面接では敬語や丁寧語が学生にとっての大きな鬼門です。一番やっかいなのは、丁寧語だと思っていたものが実は変な使用法だった、というものです。

「ファミレス語。」というコラムでも書きましたが「~の方でよろしかったでしょうか。」という言い回しはその代表例です。この言葉に含まれる「~でよろしかったでしょうか」も変な言い方ですが、「~の方」の方も使い方によっては無意味な丁寧語、もしくはあいまいな言い回しになりえます。

先日の模擬面接で、自己紹介の時に「○○大学××学部の方から来ました△△と申します」と言った学生がいました。私はこれを聞いたとき、真っ先に「かたり商法」を思い出してしまいました。

これは

「消防署の方から来ました。消火器の交換をお願いします。」
「東京ガスの方から来ました。急ですが屋内点検をします。」

といった言い方であたかも職員を装って自宅に訪問し、詐欺的商法をするというものです。確かに「~の方角」から来ているのかもしれませんのでその言葉自体はウソではないかもしれません。
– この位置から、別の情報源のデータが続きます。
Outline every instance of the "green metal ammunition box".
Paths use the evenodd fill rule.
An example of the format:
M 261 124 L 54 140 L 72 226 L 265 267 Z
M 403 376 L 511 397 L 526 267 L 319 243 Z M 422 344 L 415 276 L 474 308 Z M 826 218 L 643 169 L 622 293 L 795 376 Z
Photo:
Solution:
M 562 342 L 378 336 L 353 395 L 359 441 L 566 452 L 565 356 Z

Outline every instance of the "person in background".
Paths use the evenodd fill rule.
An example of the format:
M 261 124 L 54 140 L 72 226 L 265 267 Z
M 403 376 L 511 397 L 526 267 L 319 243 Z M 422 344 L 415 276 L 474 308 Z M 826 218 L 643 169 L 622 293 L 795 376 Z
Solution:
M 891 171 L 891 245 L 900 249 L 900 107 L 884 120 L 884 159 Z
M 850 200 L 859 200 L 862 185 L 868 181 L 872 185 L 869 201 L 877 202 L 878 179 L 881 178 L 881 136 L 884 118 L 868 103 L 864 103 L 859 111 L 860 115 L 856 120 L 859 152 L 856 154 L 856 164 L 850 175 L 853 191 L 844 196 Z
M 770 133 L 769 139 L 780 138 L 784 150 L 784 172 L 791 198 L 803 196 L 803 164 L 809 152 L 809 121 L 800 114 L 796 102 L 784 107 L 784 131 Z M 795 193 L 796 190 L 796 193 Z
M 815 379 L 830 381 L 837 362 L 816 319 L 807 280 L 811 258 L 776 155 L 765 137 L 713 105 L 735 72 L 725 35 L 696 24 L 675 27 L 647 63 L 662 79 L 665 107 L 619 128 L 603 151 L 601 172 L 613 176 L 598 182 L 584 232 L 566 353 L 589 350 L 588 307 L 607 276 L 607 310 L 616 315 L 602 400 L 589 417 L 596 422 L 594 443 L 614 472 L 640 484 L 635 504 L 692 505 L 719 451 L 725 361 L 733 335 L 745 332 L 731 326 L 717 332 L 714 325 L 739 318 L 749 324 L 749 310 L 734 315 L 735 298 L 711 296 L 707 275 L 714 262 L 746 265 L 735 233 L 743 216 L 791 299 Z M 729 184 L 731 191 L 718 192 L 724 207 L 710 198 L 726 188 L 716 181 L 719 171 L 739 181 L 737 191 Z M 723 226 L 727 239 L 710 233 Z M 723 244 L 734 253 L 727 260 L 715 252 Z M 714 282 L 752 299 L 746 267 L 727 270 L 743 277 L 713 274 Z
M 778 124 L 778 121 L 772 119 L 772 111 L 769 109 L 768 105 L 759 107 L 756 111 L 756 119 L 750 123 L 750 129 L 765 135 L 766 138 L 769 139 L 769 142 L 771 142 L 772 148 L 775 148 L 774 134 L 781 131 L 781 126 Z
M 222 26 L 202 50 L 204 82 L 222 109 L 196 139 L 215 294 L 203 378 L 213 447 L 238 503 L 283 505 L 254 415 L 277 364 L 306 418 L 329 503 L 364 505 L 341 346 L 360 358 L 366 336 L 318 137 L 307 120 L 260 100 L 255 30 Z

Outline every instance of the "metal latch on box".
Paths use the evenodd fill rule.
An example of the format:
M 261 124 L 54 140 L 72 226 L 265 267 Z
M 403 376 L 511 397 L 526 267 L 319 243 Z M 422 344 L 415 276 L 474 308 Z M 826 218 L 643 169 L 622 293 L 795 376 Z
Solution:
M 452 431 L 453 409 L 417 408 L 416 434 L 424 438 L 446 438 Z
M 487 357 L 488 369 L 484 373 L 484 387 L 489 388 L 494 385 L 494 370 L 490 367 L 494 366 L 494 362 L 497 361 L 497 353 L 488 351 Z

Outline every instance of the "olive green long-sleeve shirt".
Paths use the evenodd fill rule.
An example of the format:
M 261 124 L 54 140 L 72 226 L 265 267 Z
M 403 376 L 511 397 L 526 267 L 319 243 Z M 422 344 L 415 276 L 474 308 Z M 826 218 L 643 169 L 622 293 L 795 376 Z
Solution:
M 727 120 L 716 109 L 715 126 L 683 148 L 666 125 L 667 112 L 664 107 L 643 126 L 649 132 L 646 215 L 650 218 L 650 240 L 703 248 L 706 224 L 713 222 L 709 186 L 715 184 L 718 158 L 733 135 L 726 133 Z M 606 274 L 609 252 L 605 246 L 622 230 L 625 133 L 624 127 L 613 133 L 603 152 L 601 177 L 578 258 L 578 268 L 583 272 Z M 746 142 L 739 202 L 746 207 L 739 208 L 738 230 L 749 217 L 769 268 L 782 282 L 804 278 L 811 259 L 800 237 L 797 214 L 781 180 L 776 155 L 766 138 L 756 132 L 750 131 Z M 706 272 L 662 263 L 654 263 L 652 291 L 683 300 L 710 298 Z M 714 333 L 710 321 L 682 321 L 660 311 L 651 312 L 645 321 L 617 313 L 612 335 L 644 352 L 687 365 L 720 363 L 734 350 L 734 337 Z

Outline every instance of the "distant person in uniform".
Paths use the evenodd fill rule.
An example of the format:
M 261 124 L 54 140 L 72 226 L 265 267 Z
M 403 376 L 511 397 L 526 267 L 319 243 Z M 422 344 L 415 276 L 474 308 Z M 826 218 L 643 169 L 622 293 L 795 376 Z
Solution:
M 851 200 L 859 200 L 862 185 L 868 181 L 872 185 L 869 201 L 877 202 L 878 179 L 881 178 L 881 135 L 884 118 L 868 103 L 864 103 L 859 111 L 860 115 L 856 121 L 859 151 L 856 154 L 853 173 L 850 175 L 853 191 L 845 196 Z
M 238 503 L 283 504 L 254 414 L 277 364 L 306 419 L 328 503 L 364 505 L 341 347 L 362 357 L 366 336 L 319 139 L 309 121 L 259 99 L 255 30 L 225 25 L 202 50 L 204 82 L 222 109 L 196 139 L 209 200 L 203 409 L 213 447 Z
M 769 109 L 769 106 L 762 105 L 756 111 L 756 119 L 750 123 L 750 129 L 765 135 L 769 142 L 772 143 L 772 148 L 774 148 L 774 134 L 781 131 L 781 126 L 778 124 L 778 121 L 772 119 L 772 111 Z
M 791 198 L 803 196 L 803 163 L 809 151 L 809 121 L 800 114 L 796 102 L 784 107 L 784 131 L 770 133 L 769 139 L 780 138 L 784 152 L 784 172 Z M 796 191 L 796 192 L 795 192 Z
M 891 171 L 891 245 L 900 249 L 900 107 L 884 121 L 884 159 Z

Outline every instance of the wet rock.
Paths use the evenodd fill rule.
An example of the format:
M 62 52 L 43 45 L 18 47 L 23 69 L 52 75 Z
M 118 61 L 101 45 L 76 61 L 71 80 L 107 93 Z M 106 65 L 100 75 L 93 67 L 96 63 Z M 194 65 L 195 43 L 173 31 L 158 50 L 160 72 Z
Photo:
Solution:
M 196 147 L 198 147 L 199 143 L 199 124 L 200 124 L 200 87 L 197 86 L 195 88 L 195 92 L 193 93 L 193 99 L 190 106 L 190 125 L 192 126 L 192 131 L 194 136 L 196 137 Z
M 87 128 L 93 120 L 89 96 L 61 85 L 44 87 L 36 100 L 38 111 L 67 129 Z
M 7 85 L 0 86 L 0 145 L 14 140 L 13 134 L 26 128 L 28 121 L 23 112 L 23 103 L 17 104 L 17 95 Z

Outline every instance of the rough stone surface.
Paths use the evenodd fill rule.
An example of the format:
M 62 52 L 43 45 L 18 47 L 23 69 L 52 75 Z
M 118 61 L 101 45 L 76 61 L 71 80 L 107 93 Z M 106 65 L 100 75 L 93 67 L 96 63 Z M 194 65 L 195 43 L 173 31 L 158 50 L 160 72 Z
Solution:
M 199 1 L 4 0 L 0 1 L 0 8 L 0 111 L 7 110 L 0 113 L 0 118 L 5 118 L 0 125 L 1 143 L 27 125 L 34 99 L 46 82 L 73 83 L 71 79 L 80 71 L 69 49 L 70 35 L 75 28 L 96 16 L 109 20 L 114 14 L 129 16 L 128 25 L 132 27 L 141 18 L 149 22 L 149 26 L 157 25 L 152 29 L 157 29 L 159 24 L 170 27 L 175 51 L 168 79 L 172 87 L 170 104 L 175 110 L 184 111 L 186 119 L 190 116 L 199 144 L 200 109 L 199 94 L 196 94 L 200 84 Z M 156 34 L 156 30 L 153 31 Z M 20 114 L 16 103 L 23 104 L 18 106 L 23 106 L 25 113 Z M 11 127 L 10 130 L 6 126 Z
しかし「かたり商法」のような言い方は古典的詐欺商法の代表として即座に気が付くものなのです。

「~の方から来ました」(「~から来ました」も同様です)という言葉は、何かに所属している表現としては極めてあいまいで不適切なものです。私たち社会人は名刺交換の時には「○○社の××と申します。」というのが普通です。うっかりアヤしげな自己紹介から入ってしまわないようにしてください。